Unmasking the Role of Compliance Personnel

Friendly Ghosts or Forgers of Social Justice?

by Sandra Erez
October 31, 2019
in Compliance, Featured
superheros in red and blue facing away from one another

Compliance practitioners beware: Following regulations doesn’t always mean you are doing the right or moral thing. Join Sandra Erez in uncovering hidden demons in the rarely seen “dark side” of compliance and hope the day won’t come when you will have to decide which side you are on.

“The only real struggle in the history of the world … is between the vested interest and social justice.”
— Alfred Toynbee, The Origins of World History 1934

For those of us who like to beat the drum of righteous indignation, it is an auspicious and abundant time to indulge our appetites. Exposé media are increasingly taking us behind the scenes and defrocking corporate master chefs of their aprons, revealing to us who is manipulating recipes while feeding us fragile, sugar-spun lies.
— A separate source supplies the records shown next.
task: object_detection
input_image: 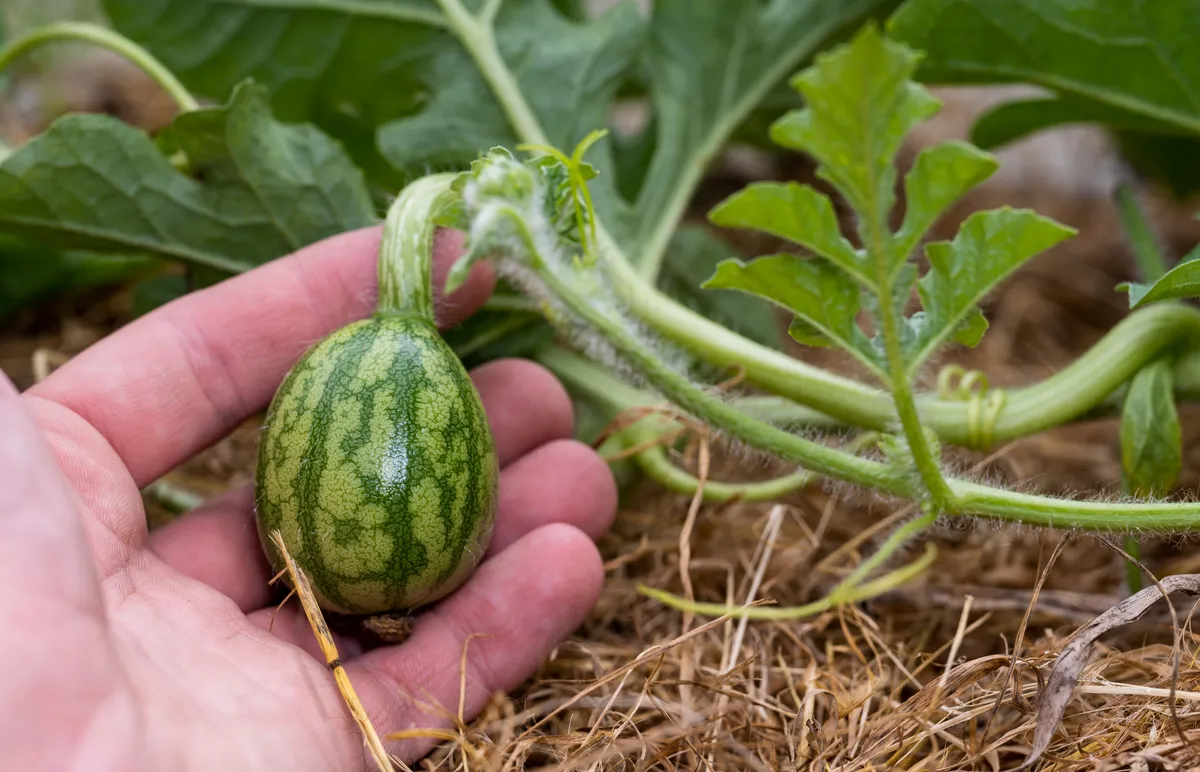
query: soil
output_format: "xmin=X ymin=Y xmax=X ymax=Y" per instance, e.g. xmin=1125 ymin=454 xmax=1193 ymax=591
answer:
xmin=7 ymin=61 xmax=1200 ymax=770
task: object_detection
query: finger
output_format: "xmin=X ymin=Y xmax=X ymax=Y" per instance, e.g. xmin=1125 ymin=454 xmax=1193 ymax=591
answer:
xmin=488 ymin=439 xmax=617 ymax=555
xmin=149 ymin=485 xmax=271 ymax=611
xmin=347 ymin=525 xmax=604 ymax=761
xmin=0 ymin=373 xmax=103 ymax=614
xmin=149 ymin=359 xmax=578 ymax=611
xmin=30 ymin=228 xmax=494 ymax=486
xmin=470 ymin=359 xmax=575 ymax=467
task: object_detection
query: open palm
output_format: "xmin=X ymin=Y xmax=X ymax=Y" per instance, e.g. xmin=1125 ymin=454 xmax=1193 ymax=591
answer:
xmin=0 ymin=228 xmax=616 ymax=772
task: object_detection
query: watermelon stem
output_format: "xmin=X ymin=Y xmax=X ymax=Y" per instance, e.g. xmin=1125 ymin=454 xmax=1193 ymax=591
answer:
xmin=376 ymin=173 xmax=458 ymax=324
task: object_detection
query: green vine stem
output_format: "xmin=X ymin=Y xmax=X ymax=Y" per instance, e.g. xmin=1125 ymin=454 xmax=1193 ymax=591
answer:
xmin=0 ymin=22 xmax=199 ymax=113
xmin=864 ymin=186 xmax=955 ymax=511
xmin=424 ymin=0 xmax=1200 ymax=461
xmin=605 ymin=245 xmax=1200 ymax=445
xmin=533 ymin=346 xmax=854 ymax=503
xmin=487 ymin=209 xmax=1200 ymax=532
xmin=376 ymin=173 xmax=457 ymax=324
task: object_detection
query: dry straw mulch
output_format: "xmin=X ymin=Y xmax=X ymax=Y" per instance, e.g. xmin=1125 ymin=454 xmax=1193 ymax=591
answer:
xmin=11 ymin=63 xmax=1200 ymax=771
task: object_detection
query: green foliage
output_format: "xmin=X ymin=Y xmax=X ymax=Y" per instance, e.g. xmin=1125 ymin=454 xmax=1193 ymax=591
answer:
xmin=888 ymin=0 xmax=1200 ymax=138
xmin=0 ymin=235 xmax=157 ymax=319
xmin=1121 ymin=360 xmax=1183 ymax=496
xmin=910 ymin=207 xmax=1075 ymax=366
xmin=1118 ymin=247 xmax=1200 ymax=309
xmin=706 ymin=26 xmax=1074 ymax=387
xmin=104 ymin=0 xmax=884 ymax=277
xmin=0 ymin=84 xmax=374 ymax=273
xmin=704 ymin=255 xmax=887 ymax=378
xmin=658 ymin=226 xmax=782 ymax=348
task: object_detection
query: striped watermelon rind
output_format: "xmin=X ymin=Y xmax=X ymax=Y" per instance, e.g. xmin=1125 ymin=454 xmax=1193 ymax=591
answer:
xmin=256 ymin=315 xmax=499 ymax=615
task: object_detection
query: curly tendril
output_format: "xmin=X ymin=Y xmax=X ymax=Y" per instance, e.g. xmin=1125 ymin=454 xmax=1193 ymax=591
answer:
xmin=937 ymin=365 xmax=1006 ymax=450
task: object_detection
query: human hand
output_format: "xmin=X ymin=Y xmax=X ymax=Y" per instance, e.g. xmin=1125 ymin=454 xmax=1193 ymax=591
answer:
xmin=0 ymin=228 xmax=616 ymax=772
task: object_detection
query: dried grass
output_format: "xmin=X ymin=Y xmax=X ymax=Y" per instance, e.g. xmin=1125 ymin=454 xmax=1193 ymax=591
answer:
xmin=7 ymin=69 xmax=1200 ymax=771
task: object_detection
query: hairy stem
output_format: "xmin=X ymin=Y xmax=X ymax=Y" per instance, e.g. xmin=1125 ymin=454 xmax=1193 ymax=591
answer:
xmin=376 ymin=173 xmax=457 ymax=324
xmin=605 ymin=249 xmax=1200 ymax=445
xmin=509 ymin=220 xmax=1200 ymax=532
xmin=865 ymin=204 xmax=954 ymax=511
xmin=0 ymin=22 xmax=199 ymax=113
xmin=438 ymin=0 xmax=550 ymax=145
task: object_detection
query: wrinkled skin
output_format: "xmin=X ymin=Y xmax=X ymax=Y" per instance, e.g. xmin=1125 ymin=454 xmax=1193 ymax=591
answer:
xmin=0 ymin=228 xmax=616 ymax=772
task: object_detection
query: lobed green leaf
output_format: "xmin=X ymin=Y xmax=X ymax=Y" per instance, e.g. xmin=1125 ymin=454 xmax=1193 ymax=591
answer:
xmin=0 ymin=83 xmax=374 ymax=273
xmin=104 ymin=0 xmax=894 ymax=277
xmin=658 ymin=226 xmax=782 ymax=348
xmin=1121 ymin=360 xmax=1183 ymax=497
xmin=704 ymin=255 xmax=887 ymax=381
xmin=910 ymin=207 xmax=1075 ymax=367
xmin=770 ymin=24 xmax=941 ymax=217
xmin=890 ymin=140 xmax=998 ymax=270
xmin=1117 ymin=247 xmax=1200 ymax=309
xmin=708 ymin=182 xmax=875 ymax=287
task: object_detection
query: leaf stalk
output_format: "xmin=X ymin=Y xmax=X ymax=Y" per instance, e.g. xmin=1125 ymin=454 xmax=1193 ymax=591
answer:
xmin=0 ymin=22 xmax=199 ymax=113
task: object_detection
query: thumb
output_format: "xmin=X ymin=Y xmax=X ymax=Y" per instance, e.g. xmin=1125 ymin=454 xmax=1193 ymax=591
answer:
xmin=0 ymin=373 xmax=102 ymax=618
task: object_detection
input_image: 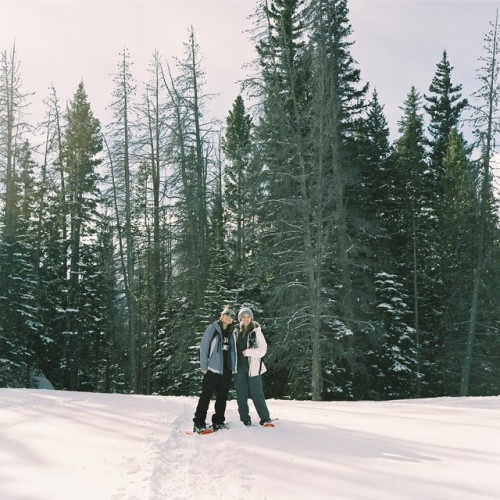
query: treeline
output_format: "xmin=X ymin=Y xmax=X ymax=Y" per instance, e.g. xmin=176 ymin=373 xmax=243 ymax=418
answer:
xmin=0 ymin=0 xmax=500 ymax=400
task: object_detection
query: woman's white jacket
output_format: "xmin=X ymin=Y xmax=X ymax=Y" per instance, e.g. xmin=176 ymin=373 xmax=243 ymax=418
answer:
xmin=240 ymin=323 xmax=267 ymax=377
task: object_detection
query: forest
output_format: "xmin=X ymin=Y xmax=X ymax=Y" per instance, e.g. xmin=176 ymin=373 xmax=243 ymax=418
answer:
xmin=0 ymin=0 xmax=500 ymax=401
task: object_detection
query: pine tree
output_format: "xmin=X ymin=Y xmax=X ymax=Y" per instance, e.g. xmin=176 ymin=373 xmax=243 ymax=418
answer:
xmin=387 ymin=87 xmax=436 ymax=396
xmin=424 ymin=50 xmax=468 ymax=184
xmin=57 ymin=82 xmax=102 ymax=390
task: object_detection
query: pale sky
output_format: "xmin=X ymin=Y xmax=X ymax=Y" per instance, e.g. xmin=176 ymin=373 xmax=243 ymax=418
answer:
xmin=0 ymin=0 xmax=500 ymax=143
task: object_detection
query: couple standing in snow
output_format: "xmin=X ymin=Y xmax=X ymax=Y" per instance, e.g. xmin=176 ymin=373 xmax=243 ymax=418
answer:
xmin=193 ymin=306 xmax=271 ymax=432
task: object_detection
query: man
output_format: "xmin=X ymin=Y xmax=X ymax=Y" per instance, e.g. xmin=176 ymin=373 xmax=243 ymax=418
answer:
xmin=193 ymin=306 xmax=236 ymax=433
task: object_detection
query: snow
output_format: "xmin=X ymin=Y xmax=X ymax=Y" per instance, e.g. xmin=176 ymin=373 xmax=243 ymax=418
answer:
xmin=0 ymin=389 xmax=500 ymax=500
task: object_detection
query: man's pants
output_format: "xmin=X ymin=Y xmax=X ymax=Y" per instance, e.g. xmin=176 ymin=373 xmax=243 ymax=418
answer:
xmin=193 ymin=370 xmax=232 ymax=425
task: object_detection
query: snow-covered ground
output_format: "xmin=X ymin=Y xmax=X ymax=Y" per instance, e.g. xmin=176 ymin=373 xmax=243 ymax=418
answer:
xmin=0 ymin=389 xmax=500 ymax=500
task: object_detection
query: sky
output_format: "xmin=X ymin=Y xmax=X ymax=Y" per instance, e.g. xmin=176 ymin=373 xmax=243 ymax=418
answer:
xmin=0 ymin=0 xmax=500 ymax=145
xmin=0 ymin=389 xmax=500 ymax=500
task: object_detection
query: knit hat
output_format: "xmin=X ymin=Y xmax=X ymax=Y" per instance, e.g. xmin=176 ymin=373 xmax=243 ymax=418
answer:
xmin=238 ymin=307 xmax=253 ymax=321
xmin=221 ymin=306 xmax=236 ymax=319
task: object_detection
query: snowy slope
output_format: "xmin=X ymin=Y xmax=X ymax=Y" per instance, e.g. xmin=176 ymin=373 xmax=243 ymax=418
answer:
xmin=0 ymin=389 xmax=500 ymax=500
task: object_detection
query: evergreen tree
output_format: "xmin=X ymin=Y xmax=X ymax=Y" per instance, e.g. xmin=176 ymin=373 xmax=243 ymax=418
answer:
xmin=387 ymin=87 xmax=434 ymax=396
xmin=61 ymin=82 xmax=102 ymax=390
xmin=424 ymin=50 xmax=468 ymax=184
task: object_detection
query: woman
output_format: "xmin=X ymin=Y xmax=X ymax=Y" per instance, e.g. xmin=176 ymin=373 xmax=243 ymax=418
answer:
xmin=193 ymin=306 xmax=236 ymax=433
xmin=234 ymin=307 xmax=274 ymax=427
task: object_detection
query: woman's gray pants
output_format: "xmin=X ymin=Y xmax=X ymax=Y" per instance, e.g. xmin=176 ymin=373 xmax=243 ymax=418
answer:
xmin=234 ymin=370 xmax=270 ymax=424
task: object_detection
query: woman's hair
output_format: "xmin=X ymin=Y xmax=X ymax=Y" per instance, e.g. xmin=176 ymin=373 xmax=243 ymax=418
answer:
xmin=240 ymin=321 xmax=254 ymax=333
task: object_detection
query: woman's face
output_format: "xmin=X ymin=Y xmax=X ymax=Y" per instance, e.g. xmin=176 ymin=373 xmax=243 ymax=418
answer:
xmin=240 ymin=314 xmax=252 ymax=326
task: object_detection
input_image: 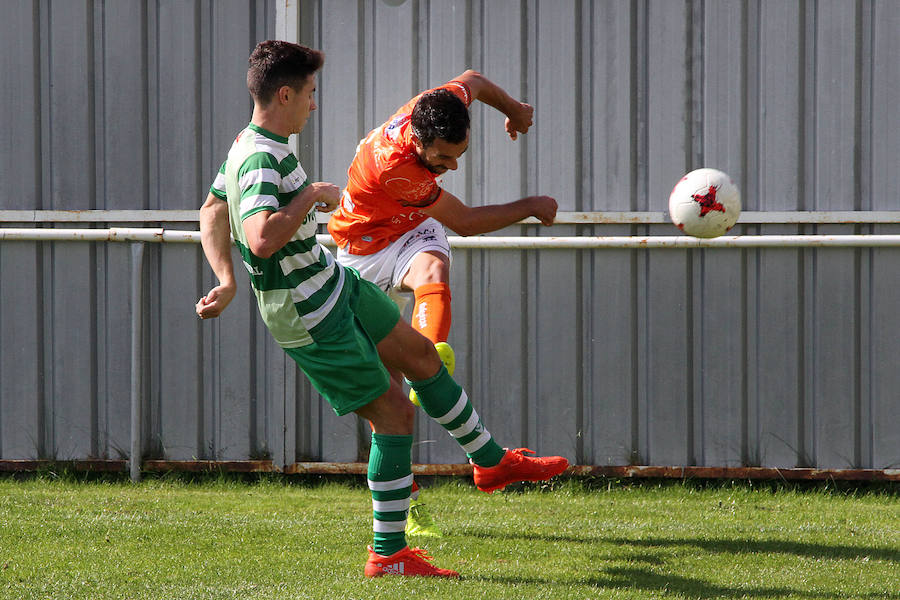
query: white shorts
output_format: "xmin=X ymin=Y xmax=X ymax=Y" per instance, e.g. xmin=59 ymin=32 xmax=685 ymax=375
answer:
xmin=337 ymin=218 xmax=452 ymax=312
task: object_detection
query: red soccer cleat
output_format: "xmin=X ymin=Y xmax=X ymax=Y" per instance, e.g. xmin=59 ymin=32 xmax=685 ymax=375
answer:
xmin=473 ymin=448 xmax=569 ymax=494
xmin=365 ymin=546 xmax=459 ymax=577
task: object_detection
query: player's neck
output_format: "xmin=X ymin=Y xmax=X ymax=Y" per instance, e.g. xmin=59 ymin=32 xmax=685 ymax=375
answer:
xmin=250 ymin=106 xmax=291 ymax=137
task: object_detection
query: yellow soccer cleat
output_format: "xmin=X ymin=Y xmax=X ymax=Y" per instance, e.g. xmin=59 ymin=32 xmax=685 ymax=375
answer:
xmin=406 ymin=500 xmax=444 ymax=537
xmin=409 ymin=342 xmax=456 ymax=406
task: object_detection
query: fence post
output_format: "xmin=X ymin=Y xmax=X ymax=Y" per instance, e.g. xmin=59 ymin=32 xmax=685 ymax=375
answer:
xmin=130 ymin=242 xmax=144 ymax=482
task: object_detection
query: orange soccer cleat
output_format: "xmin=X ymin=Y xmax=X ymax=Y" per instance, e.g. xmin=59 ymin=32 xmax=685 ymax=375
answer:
xmin=365 ymin=546 xmax=459 ymax=577
xmin=470 ymin=448 xmax=569 ymax=494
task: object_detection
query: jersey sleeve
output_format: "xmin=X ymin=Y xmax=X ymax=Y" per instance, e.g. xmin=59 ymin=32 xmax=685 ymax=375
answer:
xmin=436 ymin=79 xmax=473 ymax=106
xmin=209 ymin=163 xmax=228 ymax=200
xmin=238 ymin=152 xmax=282 ymax=221
xmin=379 ymin=163 xmax=441 ymax=208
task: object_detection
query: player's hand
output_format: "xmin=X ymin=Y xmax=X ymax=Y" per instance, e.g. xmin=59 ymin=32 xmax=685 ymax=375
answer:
xmin=194 ymin=284 xmax=237 ymax=319
xmin=527 ymin=196 xmax=557 ymax=226
xmin=506 ymin=102 xmax=534 ymax=140
xmin=310 ymin=181 xmax=341 ymax=212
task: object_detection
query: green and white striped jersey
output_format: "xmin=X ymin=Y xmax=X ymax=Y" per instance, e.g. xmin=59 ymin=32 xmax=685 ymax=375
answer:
xmin=210 ymin=123 xmax=346 ymax=348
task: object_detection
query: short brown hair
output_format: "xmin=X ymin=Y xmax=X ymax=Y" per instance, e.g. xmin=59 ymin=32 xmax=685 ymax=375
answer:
xmin=247 ymin=40 xmax=325 ymax=105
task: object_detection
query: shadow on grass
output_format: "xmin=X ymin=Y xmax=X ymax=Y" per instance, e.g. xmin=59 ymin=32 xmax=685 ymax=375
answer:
xmin=455 ymin=529 xmax=900 ymax=563
xmin=474 ymin=568 xmax=900 ymax=600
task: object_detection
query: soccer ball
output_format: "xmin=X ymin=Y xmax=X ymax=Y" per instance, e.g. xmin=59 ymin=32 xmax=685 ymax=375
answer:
xmin=669 ymin=169 xmax=741 ymax=238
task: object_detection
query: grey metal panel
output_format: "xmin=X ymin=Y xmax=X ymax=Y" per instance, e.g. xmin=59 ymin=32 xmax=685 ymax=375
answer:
xmin=862 ymin=227 xmax=900 ymax=468
xmin=0 ymin=242 xmax=45 ymax=459
xmin=0 ymin=0 xmax=900 ymax=468
xmin=872 ymin=0 xmax=900 ymax=210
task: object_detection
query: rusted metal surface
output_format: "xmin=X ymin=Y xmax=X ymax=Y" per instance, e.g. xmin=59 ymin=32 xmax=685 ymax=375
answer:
xmin=0 ymin=460 xmax=900 ymax=482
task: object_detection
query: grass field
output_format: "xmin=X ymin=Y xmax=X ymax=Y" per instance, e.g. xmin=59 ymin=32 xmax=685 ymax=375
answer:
xmin=0 ymin=473 xmax=900 ymax=600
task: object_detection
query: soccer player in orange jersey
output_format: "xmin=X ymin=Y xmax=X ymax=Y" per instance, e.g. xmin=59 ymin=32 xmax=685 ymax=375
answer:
xmin=328 ymin=70 xmax=557 ymax=534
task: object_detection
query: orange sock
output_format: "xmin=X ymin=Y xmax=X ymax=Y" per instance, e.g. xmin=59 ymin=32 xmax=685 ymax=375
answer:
xmin=412 ymin=282 xmax=450 ymax=343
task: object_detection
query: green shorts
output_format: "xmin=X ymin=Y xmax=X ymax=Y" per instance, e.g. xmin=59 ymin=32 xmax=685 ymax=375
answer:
xmin=285 ymin=268 xmax=400 ymax=415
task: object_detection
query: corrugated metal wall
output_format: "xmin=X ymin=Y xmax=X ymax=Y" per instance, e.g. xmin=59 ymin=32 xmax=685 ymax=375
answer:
xmin=0 ymin=0 xmax=900 ymax=468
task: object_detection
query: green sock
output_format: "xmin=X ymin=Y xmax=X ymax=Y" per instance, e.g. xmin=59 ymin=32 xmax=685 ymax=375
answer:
xmin=367 ymin=433 xmax=412 ymax=556
xmin=406 ymin=365 xmax=506 ymax=467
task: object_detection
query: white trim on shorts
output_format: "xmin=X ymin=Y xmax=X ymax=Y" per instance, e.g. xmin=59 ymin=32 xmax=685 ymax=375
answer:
xmin=337 ymin=217 xmax=453 ymax=312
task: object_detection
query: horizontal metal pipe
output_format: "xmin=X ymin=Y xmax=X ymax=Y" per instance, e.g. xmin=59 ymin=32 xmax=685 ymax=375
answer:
xmin=0 ymin=210 xmax=900 ymax=225
xmin=0 ymin=459 xmax=900 ymax=481
xmin=0 ymin=227 xmax=900 ymax=250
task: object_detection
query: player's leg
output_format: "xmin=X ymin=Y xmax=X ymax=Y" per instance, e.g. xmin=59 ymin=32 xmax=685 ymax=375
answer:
xmin=388 ymin=368 xmax=444 ymax=537
xmin=378 ymin=321 xmax=568 ymax=492
xmin=356 ymin=382 xmax=459 ymax=577
xmin=402 ymin=250 xmax=452 ymax=343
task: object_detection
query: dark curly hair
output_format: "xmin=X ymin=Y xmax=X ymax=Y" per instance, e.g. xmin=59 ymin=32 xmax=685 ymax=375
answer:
xmin=247 ymin=40 xmax=325 ymax=106
xmin=410 ymin=89 xmax=469 ymax=148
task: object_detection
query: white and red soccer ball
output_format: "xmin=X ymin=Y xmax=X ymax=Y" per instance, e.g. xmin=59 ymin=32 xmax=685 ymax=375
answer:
xmin=669 ymin=169 xmax=741 ymax=238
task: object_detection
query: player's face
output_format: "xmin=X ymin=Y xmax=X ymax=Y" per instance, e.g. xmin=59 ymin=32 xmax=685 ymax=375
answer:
xmin=415 ymin=133 xmax=469 ymax=175
xmin=289 ymin=74 xmax=318 ymax=133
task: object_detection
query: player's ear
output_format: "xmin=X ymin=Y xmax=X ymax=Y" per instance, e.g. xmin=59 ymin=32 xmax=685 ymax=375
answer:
xmin=275 ymin=85 xmax=295 ymax=104
xmin=409 ymin=131 xmax=425 ymax=154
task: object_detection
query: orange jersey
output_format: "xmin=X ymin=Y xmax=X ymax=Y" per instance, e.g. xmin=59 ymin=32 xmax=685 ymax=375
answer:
xmin=328 ymin=80 xmax=472 ymax=254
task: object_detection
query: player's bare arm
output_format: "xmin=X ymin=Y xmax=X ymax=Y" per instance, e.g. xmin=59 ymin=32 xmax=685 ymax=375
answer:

We are invited almost daily to public masquerade balls where documentaries rain down on dashing figures, washing away the painted-on faces of corporate responsibility. And although we are a scandal-weary and jaded lot, we are shocked anew each time at how the controls in place have failed us. Boards and management seem oblivious that the souffle of social justice has fallen flat. They are too busy drinking gourmet coffee, freshly ground in shiny corruption makers, while consumers are left with the muddy dregs to share among themselves.

But is noncompliance the culprit, or is there another ghoul afoot? Most, if not all, compliance and risk officers are deadly serious about getting their job done right – and management is certainly diligent in pursuing the guilty.

Take for example, the Nissan CEO Hiroto Saikawa: He was so concerned about fellow Chairman Carlos Ghosn concealing vast sums of money (over $327 million for future pay-outs) that he ordered a 2018 investigation throwing Ghosn under the wheels of the SEC bus. Hmm… good job, everyone thought… until Saikawa was also caught filling his own bank tank with Nissan surplus funds a few weeks ago. Now how silly is that! You would think he would know that long arm of compliance would reach into his 2019 luxury model vehicle, despite its binary intelligence lock.

But (stifling a yawn … seriously, folks, we all know the drill) once the “lack of internal corporate governance” blah blah fanfare dies down, tighter controls are shoved grudgingly into place, and all parties go back to business (or their yachts or prison cells). And despite the loss of brand credibility and investors’ money, no one will summon the riot police, and there are no deaths or injuries relating to these incidents to date. We appear to be safe with our compliance underdog making the world a better place. Or so we thought.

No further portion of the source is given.